Masters vs DNP?

Updated:   Published

Trying to choose between two programs and debating the MSN vs DNP route. Anyone have any insight on pros/cons to both?

Masters is way cheaper and you can always go back for your doctorate after working.. but also wondering if there is going to be a higher demand to hire DNP CRNA’s over masters prepares CRNAS.. any insight there? Thanks in advance!

Specializes in CRNA.

AACN is not an accreditor, so cannot mandate educational requirements. They were the first to publish a position statement that all APRN programs should be at the practice doctorate level. The COA is the first, and so far only, accrediting body to require the doctoral degree. Many NP programs are DNP, but it’s not required.

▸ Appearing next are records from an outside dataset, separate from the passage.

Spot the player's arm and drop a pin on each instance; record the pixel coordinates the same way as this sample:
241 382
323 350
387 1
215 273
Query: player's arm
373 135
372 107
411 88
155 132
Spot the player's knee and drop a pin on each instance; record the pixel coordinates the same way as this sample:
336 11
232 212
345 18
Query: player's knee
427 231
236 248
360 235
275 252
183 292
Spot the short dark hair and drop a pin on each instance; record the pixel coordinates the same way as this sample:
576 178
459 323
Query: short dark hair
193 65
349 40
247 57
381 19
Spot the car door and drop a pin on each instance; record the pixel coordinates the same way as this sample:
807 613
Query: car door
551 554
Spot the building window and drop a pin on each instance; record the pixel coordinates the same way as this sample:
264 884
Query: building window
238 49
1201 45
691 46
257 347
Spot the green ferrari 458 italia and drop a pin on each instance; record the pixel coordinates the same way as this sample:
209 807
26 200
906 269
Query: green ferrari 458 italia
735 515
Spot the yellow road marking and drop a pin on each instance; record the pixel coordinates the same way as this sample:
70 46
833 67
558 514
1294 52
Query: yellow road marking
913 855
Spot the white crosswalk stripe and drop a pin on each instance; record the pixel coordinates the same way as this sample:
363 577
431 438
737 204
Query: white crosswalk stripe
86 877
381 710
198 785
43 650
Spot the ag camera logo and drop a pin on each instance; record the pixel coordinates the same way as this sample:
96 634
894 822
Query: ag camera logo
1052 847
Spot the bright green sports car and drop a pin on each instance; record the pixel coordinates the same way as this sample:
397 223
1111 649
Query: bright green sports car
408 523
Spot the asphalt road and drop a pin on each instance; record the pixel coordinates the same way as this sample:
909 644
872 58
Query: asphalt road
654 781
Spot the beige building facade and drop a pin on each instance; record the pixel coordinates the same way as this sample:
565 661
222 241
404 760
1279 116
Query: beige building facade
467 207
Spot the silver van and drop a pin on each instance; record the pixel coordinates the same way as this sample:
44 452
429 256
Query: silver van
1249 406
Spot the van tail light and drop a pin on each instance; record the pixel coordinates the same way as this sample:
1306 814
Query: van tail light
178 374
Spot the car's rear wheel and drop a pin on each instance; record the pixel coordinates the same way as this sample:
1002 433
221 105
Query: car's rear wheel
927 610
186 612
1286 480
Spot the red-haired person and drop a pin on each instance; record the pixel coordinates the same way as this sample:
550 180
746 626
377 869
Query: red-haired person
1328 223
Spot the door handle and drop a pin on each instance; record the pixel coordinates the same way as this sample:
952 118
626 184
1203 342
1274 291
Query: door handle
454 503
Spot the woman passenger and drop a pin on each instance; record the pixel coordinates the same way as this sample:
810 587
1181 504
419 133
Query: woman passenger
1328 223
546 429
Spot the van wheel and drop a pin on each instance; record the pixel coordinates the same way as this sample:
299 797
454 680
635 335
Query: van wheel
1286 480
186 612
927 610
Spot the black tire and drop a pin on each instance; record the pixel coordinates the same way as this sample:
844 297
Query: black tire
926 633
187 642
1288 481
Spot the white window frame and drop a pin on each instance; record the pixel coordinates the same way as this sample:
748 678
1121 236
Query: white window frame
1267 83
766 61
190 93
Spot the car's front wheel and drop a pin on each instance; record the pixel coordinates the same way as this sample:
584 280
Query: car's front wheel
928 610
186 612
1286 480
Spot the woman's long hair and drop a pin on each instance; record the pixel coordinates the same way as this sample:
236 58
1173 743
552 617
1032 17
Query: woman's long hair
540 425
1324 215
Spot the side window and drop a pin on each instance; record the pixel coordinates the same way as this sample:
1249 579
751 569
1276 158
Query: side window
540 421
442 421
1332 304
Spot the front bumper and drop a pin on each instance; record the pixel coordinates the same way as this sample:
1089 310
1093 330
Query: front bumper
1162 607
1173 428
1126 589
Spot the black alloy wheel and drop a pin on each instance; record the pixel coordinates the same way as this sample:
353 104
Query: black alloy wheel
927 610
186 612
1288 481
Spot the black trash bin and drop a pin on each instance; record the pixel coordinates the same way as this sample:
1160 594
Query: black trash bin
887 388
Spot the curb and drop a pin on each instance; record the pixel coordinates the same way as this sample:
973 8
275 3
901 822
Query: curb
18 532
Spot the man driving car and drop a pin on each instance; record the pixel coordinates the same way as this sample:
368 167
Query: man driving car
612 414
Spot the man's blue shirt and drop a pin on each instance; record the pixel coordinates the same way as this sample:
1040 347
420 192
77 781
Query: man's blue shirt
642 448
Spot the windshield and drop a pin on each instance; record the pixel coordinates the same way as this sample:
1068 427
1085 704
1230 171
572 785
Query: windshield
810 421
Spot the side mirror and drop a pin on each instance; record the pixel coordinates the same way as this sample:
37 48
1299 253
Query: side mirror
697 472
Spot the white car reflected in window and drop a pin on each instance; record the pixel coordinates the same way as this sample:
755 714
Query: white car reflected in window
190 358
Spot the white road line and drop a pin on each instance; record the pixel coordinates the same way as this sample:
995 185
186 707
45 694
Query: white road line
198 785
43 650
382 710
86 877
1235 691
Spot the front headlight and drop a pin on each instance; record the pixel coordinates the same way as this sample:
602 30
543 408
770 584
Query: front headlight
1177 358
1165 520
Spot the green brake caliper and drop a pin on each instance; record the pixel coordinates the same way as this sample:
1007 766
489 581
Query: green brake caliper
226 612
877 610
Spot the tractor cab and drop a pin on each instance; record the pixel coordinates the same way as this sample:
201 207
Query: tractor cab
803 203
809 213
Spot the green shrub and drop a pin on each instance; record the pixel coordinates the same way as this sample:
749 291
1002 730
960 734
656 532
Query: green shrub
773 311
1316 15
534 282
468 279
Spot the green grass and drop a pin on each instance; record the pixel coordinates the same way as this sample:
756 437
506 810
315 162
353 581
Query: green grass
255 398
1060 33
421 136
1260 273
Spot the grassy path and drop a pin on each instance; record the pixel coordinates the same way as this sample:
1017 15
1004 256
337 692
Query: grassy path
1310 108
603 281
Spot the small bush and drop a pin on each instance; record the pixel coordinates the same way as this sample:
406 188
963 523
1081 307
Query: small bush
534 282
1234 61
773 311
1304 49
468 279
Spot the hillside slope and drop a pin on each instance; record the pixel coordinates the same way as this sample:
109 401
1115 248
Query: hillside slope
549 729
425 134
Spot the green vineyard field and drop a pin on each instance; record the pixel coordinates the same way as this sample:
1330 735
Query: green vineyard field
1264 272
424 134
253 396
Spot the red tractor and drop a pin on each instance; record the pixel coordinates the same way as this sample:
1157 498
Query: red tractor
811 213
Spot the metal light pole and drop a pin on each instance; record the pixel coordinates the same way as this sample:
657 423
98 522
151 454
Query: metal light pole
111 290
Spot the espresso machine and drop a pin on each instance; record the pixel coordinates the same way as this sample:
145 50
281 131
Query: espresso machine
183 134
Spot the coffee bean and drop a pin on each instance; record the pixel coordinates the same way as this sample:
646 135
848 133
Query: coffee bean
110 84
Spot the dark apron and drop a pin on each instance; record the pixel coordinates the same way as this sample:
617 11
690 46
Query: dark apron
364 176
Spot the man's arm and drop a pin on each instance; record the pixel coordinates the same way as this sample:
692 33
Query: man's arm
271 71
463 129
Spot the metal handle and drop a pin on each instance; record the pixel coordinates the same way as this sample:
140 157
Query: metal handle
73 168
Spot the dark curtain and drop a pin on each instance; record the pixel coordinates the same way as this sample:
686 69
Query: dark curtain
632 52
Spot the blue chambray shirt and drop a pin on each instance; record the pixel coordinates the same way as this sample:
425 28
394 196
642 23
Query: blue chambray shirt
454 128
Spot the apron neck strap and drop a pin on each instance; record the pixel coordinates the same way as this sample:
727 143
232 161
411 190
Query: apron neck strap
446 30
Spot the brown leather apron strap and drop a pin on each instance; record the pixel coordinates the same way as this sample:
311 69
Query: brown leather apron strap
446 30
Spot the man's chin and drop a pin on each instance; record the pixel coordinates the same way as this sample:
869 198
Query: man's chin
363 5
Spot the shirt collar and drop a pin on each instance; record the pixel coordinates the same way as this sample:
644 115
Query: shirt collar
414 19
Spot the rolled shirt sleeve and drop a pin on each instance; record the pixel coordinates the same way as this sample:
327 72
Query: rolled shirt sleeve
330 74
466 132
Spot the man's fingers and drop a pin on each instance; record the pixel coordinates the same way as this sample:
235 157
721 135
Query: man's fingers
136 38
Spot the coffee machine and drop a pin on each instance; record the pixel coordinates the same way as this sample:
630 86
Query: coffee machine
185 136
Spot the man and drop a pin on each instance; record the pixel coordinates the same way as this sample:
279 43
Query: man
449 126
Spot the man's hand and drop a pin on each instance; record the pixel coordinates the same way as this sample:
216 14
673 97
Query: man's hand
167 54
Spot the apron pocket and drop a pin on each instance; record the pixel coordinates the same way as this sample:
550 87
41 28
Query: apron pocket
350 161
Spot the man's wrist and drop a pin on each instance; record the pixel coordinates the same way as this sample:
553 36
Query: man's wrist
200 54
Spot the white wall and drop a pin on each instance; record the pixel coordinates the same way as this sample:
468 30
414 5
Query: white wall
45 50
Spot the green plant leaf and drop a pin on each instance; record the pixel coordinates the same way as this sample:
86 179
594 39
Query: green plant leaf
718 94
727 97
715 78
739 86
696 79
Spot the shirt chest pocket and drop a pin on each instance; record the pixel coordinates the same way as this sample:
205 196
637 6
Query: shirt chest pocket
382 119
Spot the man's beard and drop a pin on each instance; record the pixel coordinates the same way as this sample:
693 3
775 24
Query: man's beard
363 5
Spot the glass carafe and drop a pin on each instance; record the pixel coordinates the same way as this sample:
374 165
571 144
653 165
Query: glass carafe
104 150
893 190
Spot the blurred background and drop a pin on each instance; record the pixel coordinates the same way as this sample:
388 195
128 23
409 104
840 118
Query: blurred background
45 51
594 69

Specializes in anesthesiology.

I would go MSN all the way. A lot of DNP programs will allow you to work while completing the DNP portion upfront, so it makes it more palatable. But I don't think you're missing out on any job opportunities. The programs I'm most familiar with in my area that are DNP and used to be MSN just added a bunch of discussion board posts and paper writing. It's more expensive and adds no clinical value. I understand it from a political perspective though, but practically speaking I think it's pretty worthless. (Think BSN vs. ADN).

Specializes in anesthesiology.
On 10/11/2019 at 4:39 PM, BigPappaCRNA said:

Sorry, but this is your very first post, and you seem to "know" an awful lot. Your entire post reads like a Troll to me. Your logic and reasoning for your #1 is so painful, torturous, and illogical. It reads like and MDA troll to me.

If an MDA ever trolled allnurses.com that would be one helluva pitiful MDA. Much better places to troll CRNAs.

Specializes in Psychiatric and Mental Health NP (PMHNP).

Just recently graduated from Hopkins, which is moving to all-DNP. However, my professors said it makes more sense to get the MSN, start working as an NP, then go to school part time to get the DNP, if you want. At this point, there is no advantage to having a DNP for employment purposes and it will be a long time, if ever, before it there is an advantage to the DNP. Many areas of the country are all ready short of providers, so jacking up requirements makes no sense.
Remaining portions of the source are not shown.